In this satellite design game, you will discover how a spacecraft is developed based on the objectives of the space mission. You will need to let your imagination roam freely to come up with a mission scenario - finding water on Mars, setting up a communications relay around the Moon or catching debris in Earth orbit. Based on the mission scenario, which consists of an orbit and a payload, you will have to build the remaining satellite subsystems as the goals it to have a satellite that works as a system.
These instructions are intended to be followed by a teacher who will run the activity with their class.
The game is designed to be completed in 30 minutes but you are encouraged to take more time and let students explore the details of satellites in more depth.
The game consists of 2 phases:
Mission Definition ~10 minutes
You are instructed to come up with your own mission idea. What do you want to do in space? Think about payloads and orbits. What could you do with a telescope in geostationary orbit? Each group must choose one orbit and one payload card that defines their mission. If time is limited, we suggest to provide each group with a Payload/Orbit combination in the beginning and let them describe the mission around those.

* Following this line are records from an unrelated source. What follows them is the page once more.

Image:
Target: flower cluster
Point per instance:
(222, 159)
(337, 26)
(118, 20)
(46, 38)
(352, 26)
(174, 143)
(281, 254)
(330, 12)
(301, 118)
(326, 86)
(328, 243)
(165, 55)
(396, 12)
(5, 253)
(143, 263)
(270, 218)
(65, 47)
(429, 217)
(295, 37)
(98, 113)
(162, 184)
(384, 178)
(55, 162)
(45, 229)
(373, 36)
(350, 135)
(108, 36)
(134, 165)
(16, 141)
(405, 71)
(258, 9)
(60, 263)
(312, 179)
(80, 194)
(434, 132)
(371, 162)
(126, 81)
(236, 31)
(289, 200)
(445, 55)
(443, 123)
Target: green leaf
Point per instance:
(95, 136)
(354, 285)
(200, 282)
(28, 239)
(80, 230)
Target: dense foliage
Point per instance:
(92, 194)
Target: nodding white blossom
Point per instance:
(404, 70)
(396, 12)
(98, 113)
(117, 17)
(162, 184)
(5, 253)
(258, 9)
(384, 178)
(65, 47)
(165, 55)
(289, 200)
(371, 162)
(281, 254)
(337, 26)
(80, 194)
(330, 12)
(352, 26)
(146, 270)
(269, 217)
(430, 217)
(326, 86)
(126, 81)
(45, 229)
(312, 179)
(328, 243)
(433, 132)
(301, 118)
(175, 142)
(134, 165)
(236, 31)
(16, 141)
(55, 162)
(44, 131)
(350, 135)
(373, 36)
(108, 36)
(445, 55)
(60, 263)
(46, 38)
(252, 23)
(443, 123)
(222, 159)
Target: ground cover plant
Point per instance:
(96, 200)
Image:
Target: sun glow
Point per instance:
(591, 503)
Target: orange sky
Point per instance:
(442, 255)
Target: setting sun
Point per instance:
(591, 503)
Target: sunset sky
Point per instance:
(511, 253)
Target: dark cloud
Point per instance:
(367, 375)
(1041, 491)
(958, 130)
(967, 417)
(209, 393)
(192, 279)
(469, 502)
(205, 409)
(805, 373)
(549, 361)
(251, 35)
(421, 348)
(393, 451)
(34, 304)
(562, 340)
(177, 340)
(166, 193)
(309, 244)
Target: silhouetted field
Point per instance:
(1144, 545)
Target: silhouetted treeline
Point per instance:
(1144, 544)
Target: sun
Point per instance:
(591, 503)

Satellite Design ~20 minutes The combination of payload and orbit card tells you how many resources of each type the satellite will need to provide. Each component will provide one of those resources, but may also need other resources (e.g. an electrical heater can provide heat, but also needs power). In the end, the satellite needs to work as a system, which is determined with the satellite validation rules (see below). As there are many inter-dependencies between resources and components you may need to iterate your design a few times before a feasible solution is found.